Jeff's Reviews

Thoughts on every movie I've ever seen.

The Shining (1980)

Directed by Stanley Kubrick

Starring Jack Nicholson, Shelley Duvall, Danny Lloyd, Scatman Crothers


Nice flavor, as with most of Kubrick’s work. Kubrick’s style is very interesting and very apparent when you compare The Shining with 2001: A Space Odyssey and A Clockwork Orange. Formally, he uses extreme, bright, ultra-saturated contrasting colors or many similar drab colors. He also uses almost perfectly symmetrical square and rectangular buildings, furniture, and structures. Kubrick likes to convey spaciousness in room and outdoor POV and establishing shots, a neat way of suggesting isolation. His sets look remarkably sterile. Kubrick also uses unrealistically smooth motions (sometimes in slow-motion), whether it’s a person staring or moving or a door opening. Often, these motions are made in silence, making them even stranger. Odd camera angles really work for Kubrick, especially in The Shining. The Steadi-Cam following a character is another of Kubrick’s favorite toys. With his films, Kubrick likes to lead us into the unknown with the potential of danger, and he likes using orchestral noise and/or a choir holding a note for the duration of key scenes. Kubrick also likes to use title graphics to change the time/place of a story using a plain typeface on a black screen, a method which seems to “pause” the movie. Kubrick’s stories are generally slow-moving (which isn’t necessarily a bad thing) and use relatively few temporal cuts.

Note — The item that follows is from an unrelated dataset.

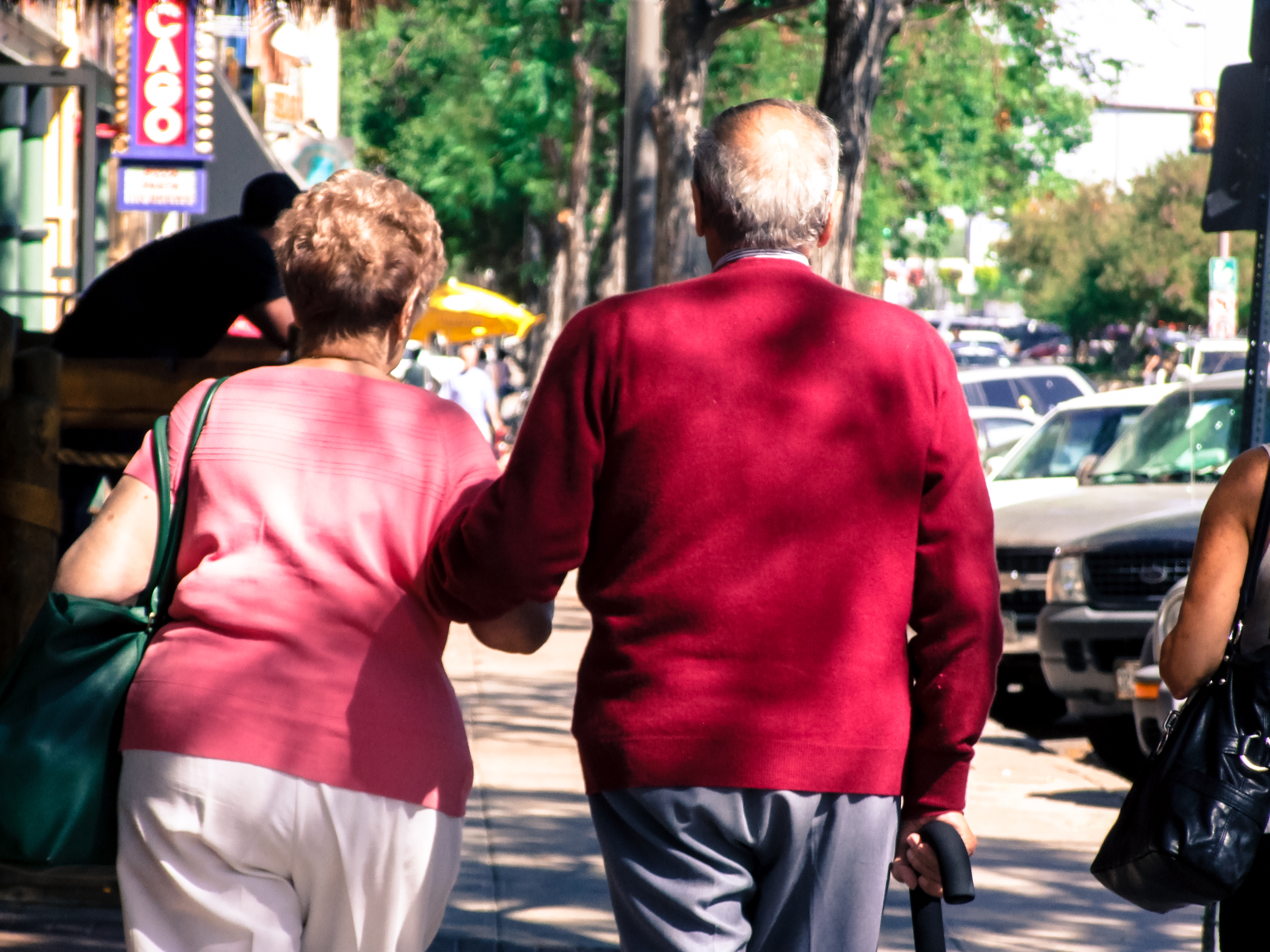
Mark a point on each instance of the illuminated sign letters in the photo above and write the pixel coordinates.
(163, 67)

One of the better horror films out there. Kubrick’s got a knack for it. 2001: A Space Odyssey is almost a horror just because of the way it’s made. One of the things that helps separate The Shining from your cheesy horror film is that it has a real story that takes time to develop. It doesn’t rush into the blood and guts like too many films do today. The schizo kid and Dad are good examples of Doppleganger, a basic tenet of horror (yes Casper, I was taking notes). Thematically, Kubrick’s films are all about a breakdown in communication.

Most films leave the question of whether or not the house is really haunted ambiguous, but in this one, it undoubtedly is (how’d he get out of the food locker?). Then again, the cool twist at the end suggests that the whole story is in this man’s head. So we don’t really know if the house is really haunted or if it’s even there. Kubrick presents the psychic as good, the psychotic as bad. Interestingly, a lot of fairy tale references. The “redrum”/dagger scene is patterned after Psycho, even using the same music. That blood-out-of-the-elevators shot was kinda cool.

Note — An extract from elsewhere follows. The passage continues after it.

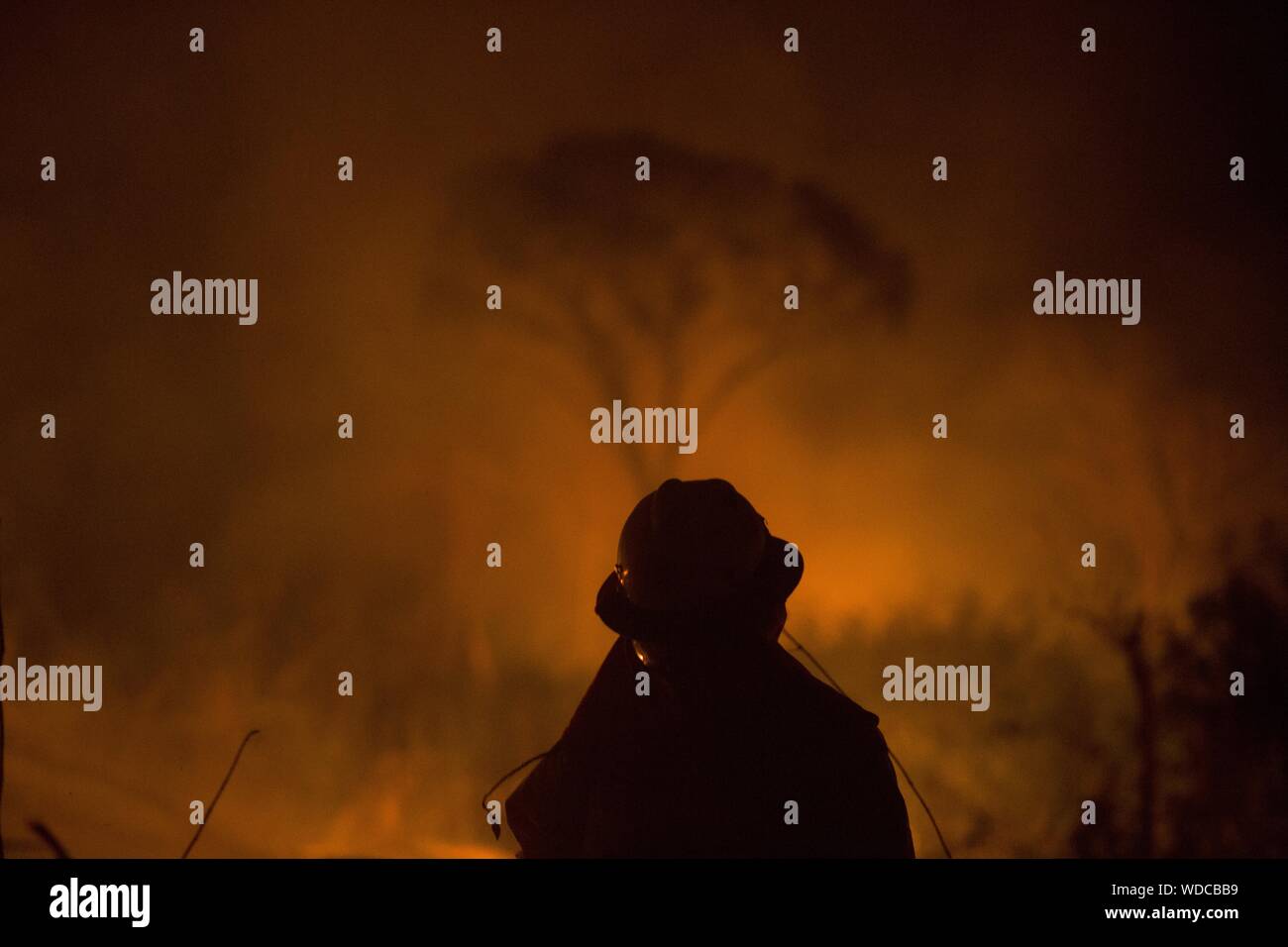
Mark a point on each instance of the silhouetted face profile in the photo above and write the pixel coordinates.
(697, 571)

The acting is pretty shitty overall. Nicholson is pretty good as the psychotic (and even pretty funny at times), but as a normal guy, he seems pretty stale. Duvall is kind of ugly (which I suppose may have been good for the part), but her acting was unacceptably atrocious. It would have been better if Kubrick casted a decent-looking woman with the ability to portray realistic human emotions. That way, as the only sane person in the film, there would have been a good contrast between her and the others, showing us and emphasizing how truly fucked up the kid and Dad really are.